The architecture of the rosters explains why.

These teams aren’t blowing cash on fancy wide receivers or cornerbacks—prized commodities in the illegal contact era. They’re winning games by investing in the front seven and young running backs. On average, AFC North teams spent just under 25 million against the cap on starting defensive rushers in 2014. AFC East teams, for instance, averaged 18 million on starting rushers (13 million if you remove Mario Williams’ mega-contract with the Bills from the equation). And of the 21 running backs drafted in the first three rounds over the last three drafts, seven have gone to the AFC North. (That’s a third of the haul going to just one-eighth of the league.)

“You have to build your team around what you’re going to see on a weekly basis,” says Browns linebacker Paul Kruger, who signed a $40 million deal to leave Baltimore for Cleveland in 2013. “A lot of teams have taken the same approach in scouting. You have to have a game plan that allows you to defend consistently what teams in your division are doing.”

“It’s probably not smash-mouth like it was before, because of rule changes,” says Browns cornerback Joe Haden. “But it’s physical, it’s hard-hitting.”

And it’s loud

Ravens defensive tackle Chris Canty knew what he was getting into when he left the Giants and signed with Baltimore two years ago.

“When I came down here in 2012 as a Giant, I was just taken aback by the atmosphere,” he says. “This is something I had never seen, and it wasn’t even a rivalry game. When we play the Steelers in Baltimore, it’s a completely different experience than the rest of the NFL.”

The same could be said of the Bengals and Browns’ Battle of Ohio last Sunday … but only for about 15 minutes. The buzz dropped out of the stadium after Manziel’s first series, a three-and-out. By the second quarter, fans were streaming into the parking lots along Lake Erie. One heroic young Browns fan in a Joe Haden jersey stayed long enough to deny Bengals running back Jeremy Hill a celebratory hurdle into the arms of a Bengals fan in the stands. On Monday, a glum Pettine said the young man ought to be “commended” for his actions.

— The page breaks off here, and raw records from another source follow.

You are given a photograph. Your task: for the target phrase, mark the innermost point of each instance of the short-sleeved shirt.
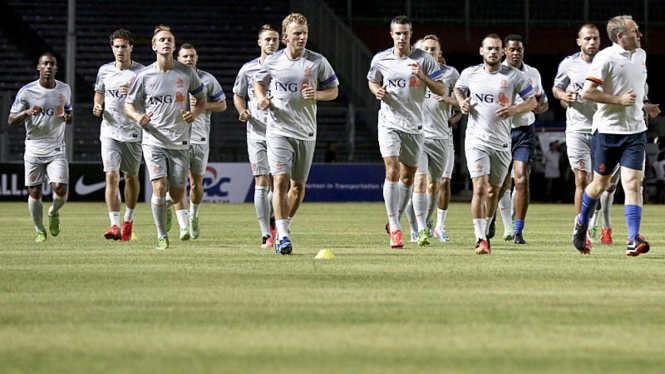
(244, 87)
(488, 91)
(570, 77)
(165, 95)
(115, 124)
(618, 71)
(437, 112)
(526, 119)
(291, 115)
(45, 131)
(402, 107)
(214, 94)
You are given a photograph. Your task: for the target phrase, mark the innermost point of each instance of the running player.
(492, 89)
(44, 107)
(160, 92)
(248, 109)
(400, 77)
(617, 82)
(199, 144)
(120, 137)
(523, 145)
(293, 75)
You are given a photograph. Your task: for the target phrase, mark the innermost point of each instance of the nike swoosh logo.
(86, 189)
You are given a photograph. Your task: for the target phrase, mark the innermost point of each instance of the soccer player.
(438, 141)
(400, 77)
(199, 144)
(297, 78)
(617, 82)
(523, 144)
(160, 92)
(119, 135)
(248, 109)
(490, 103)
(568, 84)
(44, 107)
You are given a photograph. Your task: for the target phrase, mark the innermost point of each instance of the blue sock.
(633, 219)
(519, 226)
(588, 206)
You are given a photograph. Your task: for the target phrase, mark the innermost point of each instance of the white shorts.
(38, 168)
(433, 158)
(258, 156)
(172, 164)
(290, 156)
(579, 151)
(198, 158)
(483, 160)
(123, 156)
(397, 143)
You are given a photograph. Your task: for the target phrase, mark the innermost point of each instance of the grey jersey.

It spoke to the bitterness of the rivalry, and to the Browns’ recent refusal to be the AFC North’s doormat. That quest seems to be in serious jeopardy after getting shut out, 30-0, with the quarterback of the future managing only 80 yards while throwing two interceptions. Some will attribute Cleveland’s overall success—and the success of the division at large—to its non-conference schedule against the AFC South and NFC South, which have a combined seven (out of eight) teams at or below .500. (Through Week 15, the AFC North has a .681 winning percentage against non-division teams; since 1970, the best mark belongs to the 1984 AFC West, which went .775 outside the division.)

It may take yet another full season to prove what Pettine believes to be true.

“I think it’s the best division in football,” he said after a media peppering on Monday. “Hopefully we’ll get out there and prove that.”